I wonder if there's a simpler way to write the above.
End of ' ' conditional. If we skipped it, %dx's value is still zero.
> 163: 31 c0 xor %ax,%ax
> 165: ac lods %ds:(%si),%al
Okay, so now we have the first of the two hex bytes.
> 166: 0c 20 or $0x20,%al
> 168: d4 10 aam $0x10
> 16a: d5 03 aad $0x3
> 16c: 2c 09 sub $0x9,%al
This is presumably a very clever way to convert hexadecimal digits into a
binary nibble. I've never learned enough about AAM and AAD to make use of
> 16e: c0 e0 04 shl $0x4,%al
This moves that nibble to the high nibble of %al.
> 171: 01 c2 add %ax,%dx
And here's the "relocation" where we adjust the jump target, if that's what it
is. Also we get that nibble safely into %dx.

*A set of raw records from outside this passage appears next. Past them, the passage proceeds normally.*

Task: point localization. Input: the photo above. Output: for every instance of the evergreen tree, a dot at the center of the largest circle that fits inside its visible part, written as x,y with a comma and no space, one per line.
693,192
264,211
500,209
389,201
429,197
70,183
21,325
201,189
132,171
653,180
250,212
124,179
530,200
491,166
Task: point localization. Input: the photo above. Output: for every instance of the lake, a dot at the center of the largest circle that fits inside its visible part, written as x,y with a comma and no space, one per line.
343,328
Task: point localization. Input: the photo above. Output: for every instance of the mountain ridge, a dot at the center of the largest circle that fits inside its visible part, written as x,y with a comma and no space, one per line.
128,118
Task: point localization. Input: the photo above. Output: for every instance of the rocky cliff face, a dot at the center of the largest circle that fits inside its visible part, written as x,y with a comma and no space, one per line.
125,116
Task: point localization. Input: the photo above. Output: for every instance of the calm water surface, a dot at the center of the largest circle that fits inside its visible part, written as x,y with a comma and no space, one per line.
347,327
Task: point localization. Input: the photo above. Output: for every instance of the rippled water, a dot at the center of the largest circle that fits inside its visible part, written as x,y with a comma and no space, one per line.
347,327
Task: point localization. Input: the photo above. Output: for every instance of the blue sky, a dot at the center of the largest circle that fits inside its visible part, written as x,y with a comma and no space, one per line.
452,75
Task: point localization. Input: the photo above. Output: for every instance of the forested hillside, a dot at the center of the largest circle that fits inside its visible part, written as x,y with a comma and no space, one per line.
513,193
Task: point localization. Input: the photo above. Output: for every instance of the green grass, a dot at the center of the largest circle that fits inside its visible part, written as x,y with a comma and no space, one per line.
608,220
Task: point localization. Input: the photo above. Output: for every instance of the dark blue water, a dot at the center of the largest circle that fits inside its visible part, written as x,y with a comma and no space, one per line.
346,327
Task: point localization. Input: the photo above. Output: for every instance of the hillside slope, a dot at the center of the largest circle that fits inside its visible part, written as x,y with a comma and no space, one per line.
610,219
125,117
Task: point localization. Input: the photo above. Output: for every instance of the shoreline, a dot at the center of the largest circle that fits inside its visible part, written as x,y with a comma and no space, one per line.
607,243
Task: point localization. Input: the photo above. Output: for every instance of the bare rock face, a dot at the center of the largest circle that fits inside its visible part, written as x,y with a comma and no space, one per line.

> 173: ac lods %ds:(%si),%al
> 174: 0c 20 or $0x20,%al
> 176: d4 10 aam $0x10
> 178: d5 03 aad $0x3
> 17a: 2c 09 sub $0x9,%al
Same conversion for the second nibble, but without moving it to the high
> 17c: 01 c2 add %ax,%dx
So now we have our byte in %dl.
> 17e: 90 nop
> 17f: 90 nop
> 180: b4 02 mov $0x2,%ah
> 182: cd 21 int $0x21
Which is where int 21h function 02h writes it to stdout from. The interrupt
list I found warns that %dl=0x09 will get converted to some 0x20s, but that
can't be right, or this program would fail to assemble itself.
> 184: 41 inc %cx
So we're keeping track of the bytes output in %cx.
> 185: 39 e9 cmp %bp,%cx
> 187: 75 c1 jne 0x14a
> 189: c3 ret
So we exit the loop if the number of lines converted is the same as the number
of lines read, and then ret to exit to DOS.
> 18a: 50 push %ax
That's really the buffer size --- 80 bytes --- not an instruction.
So, in conclusion, very impressive. Thank you for sharing that.
My temptation to write a one-pass stack-based octal version is even greater now
:). It probably can't be under 40 bytes, but maybe it could be under 70. And
it could be used to write the above.